1.63k stars 141 forks source link

Reproducing the TriviaQA numbers #20

Closed jiangllan closed 7 months ago

jiangllan commented 7 months ago

Hi @AkariAsai , great work and thank you very much for this repo!

I try to reproduce the baseline results on TriviaQA task, using Llama-2-7b downloaded from Huggingface. But the results I get are quite different from those reported in the paper:

Paper - vanilla: 30.5 retrieval-augmented: 42.5
My - vanilla: 4.95 retrieval-augmented: 2.61

The command I used for retrieval-augmented experiment:

python run_baseline_lm.py \ 
 --model_name PATH_TO_LLAMA2-7B-HF \
 --input_file eval_data/triviaqa_test_w_gs.jsonl \
 --max_new_tokens 100 \
 --metric accuracy \
 --task qa \
 --dtype half \
 --mode retrieval \
 --batch_size 5 \
 --prompt_name "prompt_no_input_retrieval"

The gap is so huge that I'm wondering if I got some details wrong.

Thanks in advance :)

jiangllan commented 7 months ago

Since the PROMPT_DICT in utils.py does not include key prompt_no_input_retrieval, I implemented it following run_short_form.py , which is

PROMPT_DICT = {
    "prompt_input": (
        "### Instruction:\n{instruction}\n\n### Input:\n{input}\n\n### Response:\n"
    ),
    "prompt_no_input": (
        "### Instruction:\n{instruction}\n\n### Response:\n"
    ),
    "prompt_no_input_retrieval": (
        "### Instruction:\n{instruction}\n\n### Response:\n[Retrieval]<paragraph>{paragraph}</paragraph>"
    )
}

AkariAsai commented 7 months ago

Hi I just wanted to double check but did you use the meta-llama/Llama-2-7b-hf or meta-llama/Llama-2-7b? Sorry for the error of the missing prompt_no_input_retrieval. I mistakenly dropped when I was refactoring the code base.

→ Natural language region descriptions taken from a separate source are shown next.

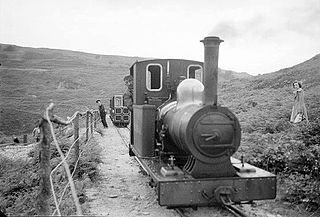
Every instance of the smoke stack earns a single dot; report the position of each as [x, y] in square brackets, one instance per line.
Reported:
[210, 75]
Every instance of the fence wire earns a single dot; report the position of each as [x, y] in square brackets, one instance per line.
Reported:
[64, 160]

For baselines, we used different RAG prompts as we found some models perform much better when we locate the paragraphs before instructions. I'll update the script. On the other hand, the number seems to be too low and I am not sure why this happens... I can rerun the evaluations this week.

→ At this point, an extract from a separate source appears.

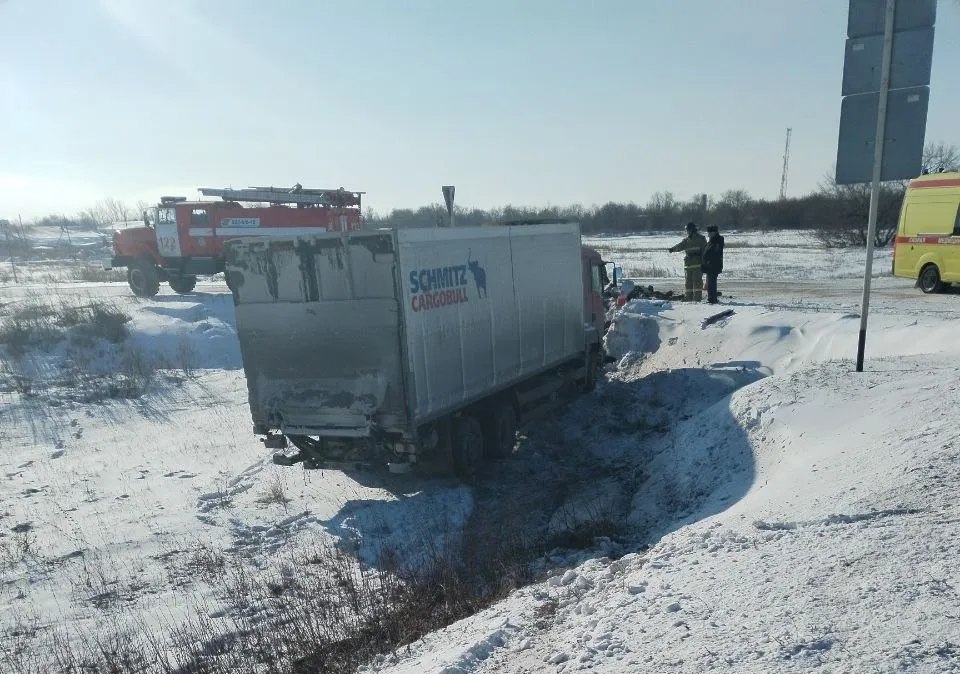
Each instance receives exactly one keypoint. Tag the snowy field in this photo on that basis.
(775, 510)
(748, 255)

jiangllan commented 7 months ago

Hi, Thanks for your response!

I used meta-llama/Llama-2-7b(converted into the Hugging Face Transformers format using the conversion script).

By the way, I also experimented with the meta-llama/Llama-2-7b-chat model, and set the prompts according to the original Llama2 paper like:

"my_prompt_no_input": (
    "Answer these questions:\nQ: {instruction}\n\nA:\n"
),
"my_prompt_no_input_retrieval": (
    "Answer these questions:\nQ: {instruction}\nReferences: {paragraph}\nA:"
)

This approach yielded more reasonable results.

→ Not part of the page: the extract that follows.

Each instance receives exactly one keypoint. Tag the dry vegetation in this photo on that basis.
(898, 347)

AkariAsai commented 7 months ago

I updated the prompt dic here. I'm currently rerunning evaluations on TriviaQA and let you know once it's done and I get the final number.

PROMPT_DICT = {
    "prompt_input": (
        "### Instruction:\n{instruction}\n\n### Input:\n{input}\n\n### Response:\n"
    ),
    "prompt_no_input": (
        "### Instruction:\n{instruction}\n\n### Response:\n"
    ),
    "prompt_no_input_retrieval": (
        "Below is an instruction that describes a task. "
        "Write a response that appropriately completes the request.\n\n"
        "### Paragraph:\n{paragraph}\n\n### Instruction:\n{instruction}\n\n### Response:"
    ),
...

jiangllan commented 7 months ago

Got it! I will use it to rerun my experiment on TQA today. Let's see if I can obtain the same final number as you did = )

AkariAsai commented 7 months ago

Oh one thing is you should use match as an evaluation metric for OpenQA task! accuracy is used for the task where we only have a single answer label, while match checkes whether any of the gold answer string is included in the model generation, as specified in the paper.

I rerun the evaluation with the most recent commit and got 43.4 on TriviaQA by the command below:

python run_baseline_lm.py \
--model_name meta-llama/Llama-2-7b-hf \
--input_file eval_data/triviaqa_test.jsonl \
--max_new_tokens 100 \
--metric match \
--result_fp triviaqa_llama2_7b-with_retrieval_full_test.jsonl \
--task qa \
--mode retrieval --prompt_name "prompt_no_input_retrieval" \
--download_dir /gscratch/h2lab/akari/model_cache

Let me know if you still see some issue.

jiangllan commented 7 months ago

Hi! I successfully reproduced similar numbers for the TQA task. Thank you so much for your assistance! I'm now ready to close this issue.